Major depression cognitive impairments lasts in remission periods, have an impact on treatment outcome and hamper psychosocial functioning. Thus, its accurate detection and specific treatment has become a crucial step.
In order to assess objective cognitive functioning (OCF), a neuropsychological battery was administered. For subjective cognitive functioning (SCF), cognitive perception was evaluated by clinicians and patients.
To determine the concordance between OCF and SCF.
One hundred and two patients were grouped according to Hamilton Depressive Rating Scale (HDRS−17): 18 remitters (RE < 7), 40 partly remitters (PR, 7–18) and 44 acutely depressed (AD > 18).
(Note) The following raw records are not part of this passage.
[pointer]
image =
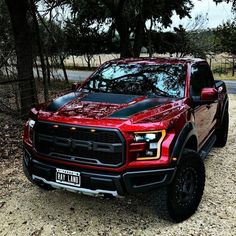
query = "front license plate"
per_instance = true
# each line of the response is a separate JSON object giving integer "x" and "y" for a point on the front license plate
{"x": 68, "y": 177}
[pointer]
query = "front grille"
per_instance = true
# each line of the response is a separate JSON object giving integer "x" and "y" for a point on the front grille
{"x": 93, "y": 146}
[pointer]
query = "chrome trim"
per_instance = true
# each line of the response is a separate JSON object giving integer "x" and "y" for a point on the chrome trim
{"x": 96, "y": 193}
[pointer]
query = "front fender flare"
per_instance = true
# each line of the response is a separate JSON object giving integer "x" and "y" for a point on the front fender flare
{"x": 186, "y": 133}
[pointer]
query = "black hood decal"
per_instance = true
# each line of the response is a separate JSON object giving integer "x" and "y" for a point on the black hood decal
{"x": 109, "y": 98}
{"x": 141, "y": 106}
{"x": 90, "y": 97}
{"x": 62, "y": 101}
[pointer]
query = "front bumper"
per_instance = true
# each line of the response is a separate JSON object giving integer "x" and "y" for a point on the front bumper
{"x": 98, "y": 182}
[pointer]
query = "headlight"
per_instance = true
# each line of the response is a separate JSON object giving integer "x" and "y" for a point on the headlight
{"x": 31, "y": 124}
{"x": 147, "y": 145}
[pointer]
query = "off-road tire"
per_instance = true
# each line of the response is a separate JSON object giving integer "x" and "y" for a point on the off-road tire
{"x": 29, "y": 177}
{"x": 185, "y": 192}
{"x": 222, "y": 132}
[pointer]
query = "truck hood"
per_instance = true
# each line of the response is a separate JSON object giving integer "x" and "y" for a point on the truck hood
{"x": 102, "y": 105}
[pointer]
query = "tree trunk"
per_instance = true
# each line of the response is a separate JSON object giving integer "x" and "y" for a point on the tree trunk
{"x": 48, "y": 69}
{"x": 37, "y": 68}
{"x": 139, "y": 35}
{"x": 40, "y": 50}
{"x": 64, "y": 69}
{"x": 18, "y": 11}
{"x": 123, "y": 30}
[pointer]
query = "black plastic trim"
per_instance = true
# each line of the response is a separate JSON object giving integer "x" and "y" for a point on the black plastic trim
{"x": 186, "y": 133}
{"x": 91, "y": 145}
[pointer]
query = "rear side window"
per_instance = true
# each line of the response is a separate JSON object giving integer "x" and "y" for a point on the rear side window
{"x": 201, "y": 77}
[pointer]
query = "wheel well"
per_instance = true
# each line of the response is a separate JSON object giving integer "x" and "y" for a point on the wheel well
{"x": 191, "y": 143}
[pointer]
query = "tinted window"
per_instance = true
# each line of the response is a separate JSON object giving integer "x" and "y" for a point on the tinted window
{"x": 201, "y": 77}
{"x": 139, "y": 79}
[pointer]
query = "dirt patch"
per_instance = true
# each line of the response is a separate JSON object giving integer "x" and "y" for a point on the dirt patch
{"x": 27, "y": 210}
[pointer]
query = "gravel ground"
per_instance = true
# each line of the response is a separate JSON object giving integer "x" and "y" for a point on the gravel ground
{"x": 27, "y": 210}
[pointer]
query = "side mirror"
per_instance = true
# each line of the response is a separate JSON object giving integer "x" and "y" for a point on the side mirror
{"x": 209, "y": 94}
{"x": 74, "y": 86}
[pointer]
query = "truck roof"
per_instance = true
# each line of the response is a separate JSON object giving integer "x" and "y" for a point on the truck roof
{"x": 157, "y": 60}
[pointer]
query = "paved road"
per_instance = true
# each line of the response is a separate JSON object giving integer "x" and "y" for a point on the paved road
{"x": 82, "y": 75}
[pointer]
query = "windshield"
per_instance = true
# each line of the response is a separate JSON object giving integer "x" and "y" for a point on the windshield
{"x": 139, "y": 79}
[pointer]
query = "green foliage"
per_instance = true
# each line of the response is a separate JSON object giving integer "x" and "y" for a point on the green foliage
{"x": 6, "y": 37}
{"x": 226, "y": 37}
{"x": 128, "y": 17}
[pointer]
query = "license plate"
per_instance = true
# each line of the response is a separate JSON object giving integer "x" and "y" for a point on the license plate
{"x": 68, "y": 177}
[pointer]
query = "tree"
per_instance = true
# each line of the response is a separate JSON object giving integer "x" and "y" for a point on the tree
{"x": 6, "y": 37}
{"x": 129, "y": 17}
{"x": 227, "y": 1}
{"x": 226, "y": 37}
{"x": 19, "y": 12}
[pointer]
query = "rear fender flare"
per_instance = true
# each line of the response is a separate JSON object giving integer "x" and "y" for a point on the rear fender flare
{"x": 225, "y": 109}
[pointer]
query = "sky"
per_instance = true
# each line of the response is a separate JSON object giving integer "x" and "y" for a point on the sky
{"x": 215, "y": 13}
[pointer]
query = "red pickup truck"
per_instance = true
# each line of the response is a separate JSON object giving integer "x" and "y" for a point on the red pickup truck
{"x": 134, "y": 125}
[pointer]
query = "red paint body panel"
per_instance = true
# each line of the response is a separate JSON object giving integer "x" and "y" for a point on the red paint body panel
{"x": 171, "y": 117}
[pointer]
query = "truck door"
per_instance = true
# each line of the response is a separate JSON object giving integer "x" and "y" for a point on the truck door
{"x": 204, "y": 113}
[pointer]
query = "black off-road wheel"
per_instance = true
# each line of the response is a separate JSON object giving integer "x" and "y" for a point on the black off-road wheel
{"x": 185, "y": 192}
{"x": 41, "y": 185}
{"x": 222, "y": 132}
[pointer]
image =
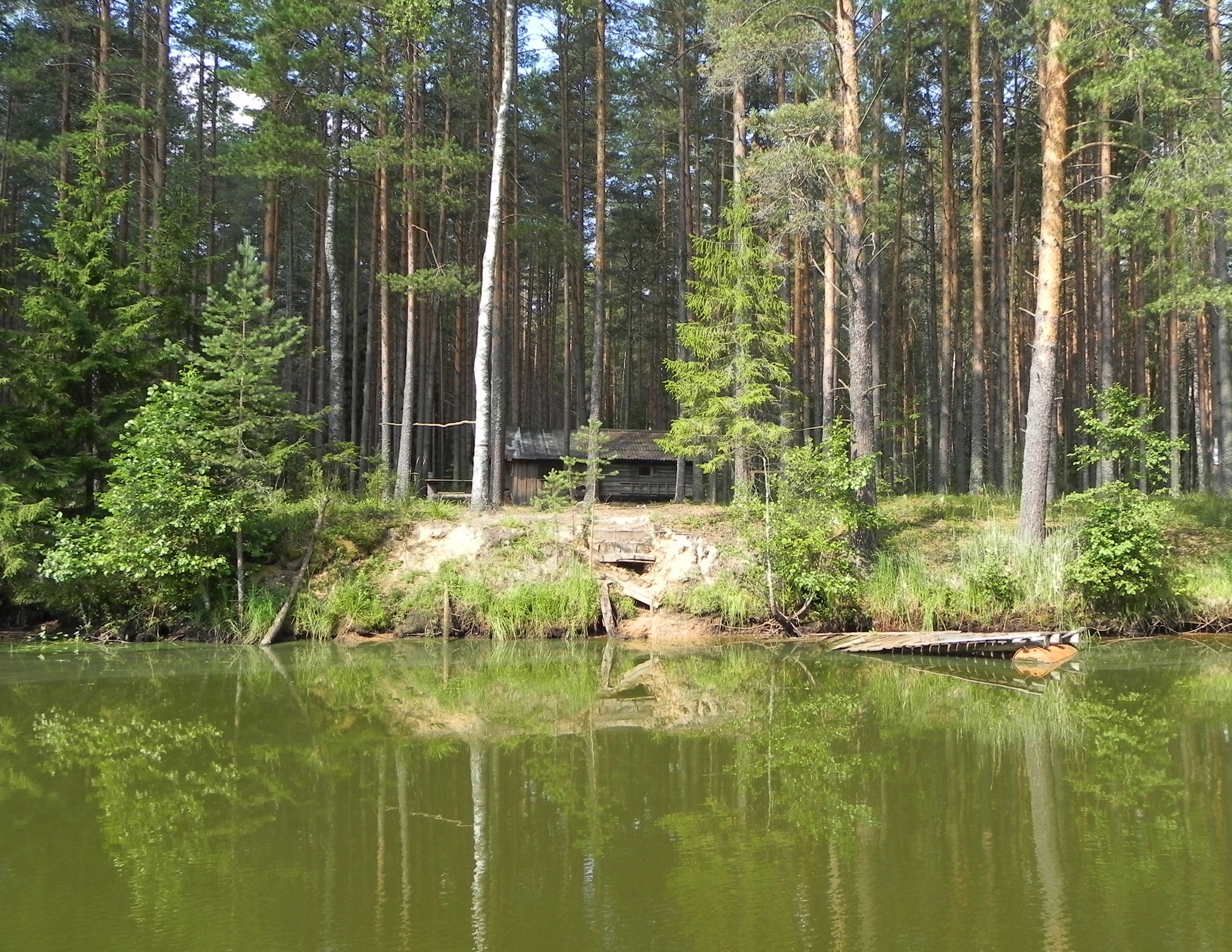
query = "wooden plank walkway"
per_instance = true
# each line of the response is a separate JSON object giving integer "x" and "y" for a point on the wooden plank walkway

OCF was computed combining T-scores of digit symbol substitution test (WAIS-IV) with two RAVLT subtests (learning and memory). SCF was assessed with a CGI adaptation for cognitive disturbances severity.
The OFC was 41.21(8.49) for all patients and 45.54(6.8), 41.93(6.8) and 38.7 (9.7) for RE, PR, and AD, respectively. Psychiatrist and patients’ SCF had a poor agreement (α=0.518), with Cronbach's alpha for RE, PR and AD of −0.607, 0.518 and 0.404. Concordance between OCF and SCF was calculated for all patients (psychiatrist, r = −0.317, P = 0.002; patient, r = −0.310, P = 0.002), for RE (r = −0.535, P = 0.022; r = 0.395, P = 0.105) for PR (r = −0.013, P = 0.94; r = −0.328, P = 0.045) and for AD (r = −0.252, P = 0.122; r = −0.333, P = 0.033). Patients rated their SFC as more impaired than did clinicians.
Concordance between clinicians and patients regarding SCF is very poor, worsening in AD group and being null in remission. This study also points out that CF is best detected by patients in acute episodes and by psychiatrists when patients are in clinical remission.
Disclosure of interest
The authors have not supplied their declaration of competing interest.